It seemed so logical. "Just get the glovebetween you and the ball. It can't hurt you if the glove's there first!"Was my son listening? The results left doubts. The ball lofted by, a little to his left. His glove moved toward it reluctantly and nicked the sphere. At the same time, a slight wince crossed his face, an impulse to close his eyes and duck.
But he didn't turn tail, unlike a year ago. His mitt, after all, had touched the ball - cause for shouts of "That's the idea! Let the glove do its work."
Ball after ball floated his way. Some were clear misses, some grazed the outstretched leather fingers, some popped in and out, and a few actually found the pocket.
Was it just as hard for me?
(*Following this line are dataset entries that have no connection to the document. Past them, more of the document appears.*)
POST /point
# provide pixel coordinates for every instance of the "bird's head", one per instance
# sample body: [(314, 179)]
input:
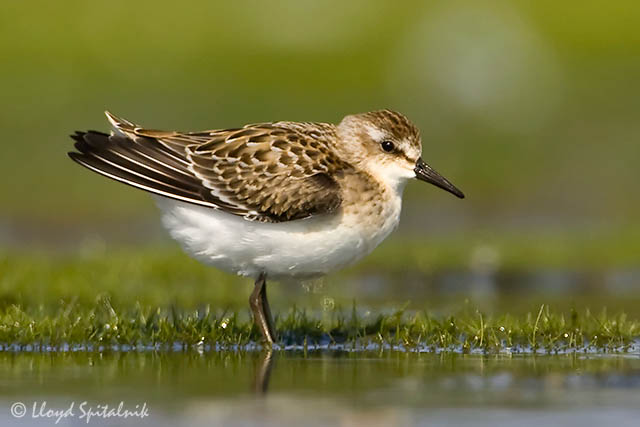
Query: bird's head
[(388, 146)]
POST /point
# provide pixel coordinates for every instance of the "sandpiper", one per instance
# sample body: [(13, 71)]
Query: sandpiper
[(278, 200)]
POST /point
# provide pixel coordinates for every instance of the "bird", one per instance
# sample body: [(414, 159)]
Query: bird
[(280, 200)]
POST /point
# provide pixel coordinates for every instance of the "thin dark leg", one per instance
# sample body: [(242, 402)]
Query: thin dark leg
[(260, 309), (263, 373)]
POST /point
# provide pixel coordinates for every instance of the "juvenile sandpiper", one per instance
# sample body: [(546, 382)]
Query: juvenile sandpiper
[(279, 200)]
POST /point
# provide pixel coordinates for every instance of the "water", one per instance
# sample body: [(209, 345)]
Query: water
[(319, 388)]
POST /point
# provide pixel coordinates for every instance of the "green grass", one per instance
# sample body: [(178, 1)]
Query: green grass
[(159, 297), (103, 326)]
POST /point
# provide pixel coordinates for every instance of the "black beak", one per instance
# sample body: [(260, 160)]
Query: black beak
[(425, 173)]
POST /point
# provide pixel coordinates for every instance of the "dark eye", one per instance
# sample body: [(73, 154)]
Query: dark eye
[(388, 146)]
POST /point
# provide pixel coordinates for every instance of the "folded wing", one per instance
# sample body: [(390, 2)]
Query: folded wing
[(270, 172)]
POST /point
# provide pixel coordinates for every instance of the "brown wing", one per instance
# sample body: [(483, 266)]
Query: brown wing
[(267, 172)]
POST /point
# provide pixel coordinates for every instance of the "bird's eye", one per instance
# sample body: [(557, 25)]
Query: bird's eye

I remember the black-and-white snapshot my mother kept of me for years: a chunky little kid in a flannel baseball uniform, cap, socks, and cleats, a big "Kiwanis" across the chest. My feet were spread, and my throwing hand was buried in an outfielder's glove - ready to make the big play. But something in that shy, self-conscious smile suggested the big play may have been more dream than accomplishment.
I'll never forget my first, and maybe only, hit in Little League - a clean line drive to left field, indicating some lack of bat speed for a lefty, perhaps, but solid contact. Or the time I got to pitch. My dad always said I had a good arm. He even borrowed a catcher's mitt from a friend at work so we could have leather-slapping bullpen sessions on the back lawn.
One dusty summer evening in a neighboring town, I struck out the side, or most of it anyway. The memory is as hazy as that hot California dusk must have been. Another pitching memory is clearer: peering down at the batter, going into my Warren Spahn windup, and worrying that I might hit the kid. Winning pitchers have no such concerns.
I had worries on the receiving end also, and they waned and waxed in proportion to the speed generated by the 12-year-old hurler glaring down at me. As any observer of youth baseball knows, such turns of thought lead to a bad case of "foot-in-the-bucket" and a feeble batting average.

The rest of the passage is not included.